Una investigación de Ruido.org, basada en el análisis de dos décadas de imágenes satelitales junto a un experto del Instituto Nacional de Tecnología Agropecuaria (Inta), revela que tres millones de hectáreas eran áreas con cobertura natural (bosques, arbustales, matorrales y pastizales) que, tras ser alcanzadas por el fuego, se transformaron en tierras para uso agrícola, ganadero o forestal industrial.
Se trata de una superficie similar a la de la provincia de Misiones (29.801 km²), y es aproximadamente el tamaño de países como Bélgica (30.689 km²) o Armenia (29.743 km²).
Si bien son millones de hectáreas, sólo representan el 13,9% del total del área quemada analizada. Es decir, la mayor parte de los ecosistemas no se habrían incendiado con la intención de extender áreas productivas o urbanas.
No obstante, los especialistas aseguran que las quemas funcionan como una herramienta para el manejo de los predios, complementaria al paso de topadoras o rolados.

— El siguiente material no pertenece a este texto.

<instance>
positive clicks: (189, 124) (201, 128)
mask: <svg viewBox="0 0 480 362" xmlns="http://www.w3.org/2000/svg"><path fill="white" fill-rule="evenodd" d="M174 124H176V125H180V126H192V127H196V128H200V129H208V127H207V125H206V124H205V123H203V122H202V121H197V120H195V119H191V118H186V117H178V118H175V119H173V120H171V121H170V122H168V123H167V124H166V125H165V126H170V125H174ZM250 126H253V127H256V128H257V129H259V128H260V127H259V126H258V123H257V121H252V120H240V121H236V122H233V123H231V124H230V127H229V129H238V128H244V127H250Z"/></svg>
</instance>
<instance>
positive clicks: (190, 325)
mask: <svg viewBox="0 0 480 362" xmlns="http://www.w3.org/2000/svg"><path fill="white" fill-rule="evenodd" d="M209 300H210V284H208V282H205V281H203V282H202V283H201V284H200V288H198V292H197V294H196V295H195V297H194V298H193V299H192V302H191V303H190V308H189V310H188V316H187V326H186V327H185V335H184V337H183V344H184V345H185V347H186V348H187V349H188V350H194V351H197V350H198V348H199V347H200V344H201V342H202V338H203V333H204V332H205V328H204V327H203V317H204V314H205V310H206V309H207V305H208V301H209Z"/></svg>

A su vez, la evidencia satelital muestra que algunos ecosistemas resisten determinados regímenes de fuego.
¿Por qué se tomó este período? Para poder identificar qué ocurrió en el mediano y largo plazo con esa superficie quemada. A nivel nacional, el estudio tomó como punto de partida la vegetación en 2003, analizó las 21,78 millones de hectáreas quemadas durante la década siguiente (2004–2014) y utilizó los datos de 2024 (el último año disponible) para establecer el mapa actual.
La radiografía de la superficie total afectada por el fuego muestra las siguientes trayectorias:El 53,6% (11,6 millones de hectáreas) se mantuvo en el mismo estado de ecosistema natural tras los incendios. El 13,9% (3 millones de hectáreas) eran áreas con cobertura natural (bosques, arbustales, matorrales y pastizales) que se transformaron en tierras para uso agrícola, ganadero o forestal industrial. El análisis no registró transformaciones hacia áreas urbanizadas. El 9,6% (2 millones de hectáreas) se transformó en otro tipo de ecosistema natural, lo que potencialmente implica un deterioro de la biodiversidad por degradación, afectación de flora y fauna, e impactos en el agua, el paisaje y la regulación climática. El 13,1% de la superficie afectada ya eran áreas productivas antes de quemarse. El 9,9% restante correspondió a cambios o permanencias que el análisis satelital no pudo clasificar.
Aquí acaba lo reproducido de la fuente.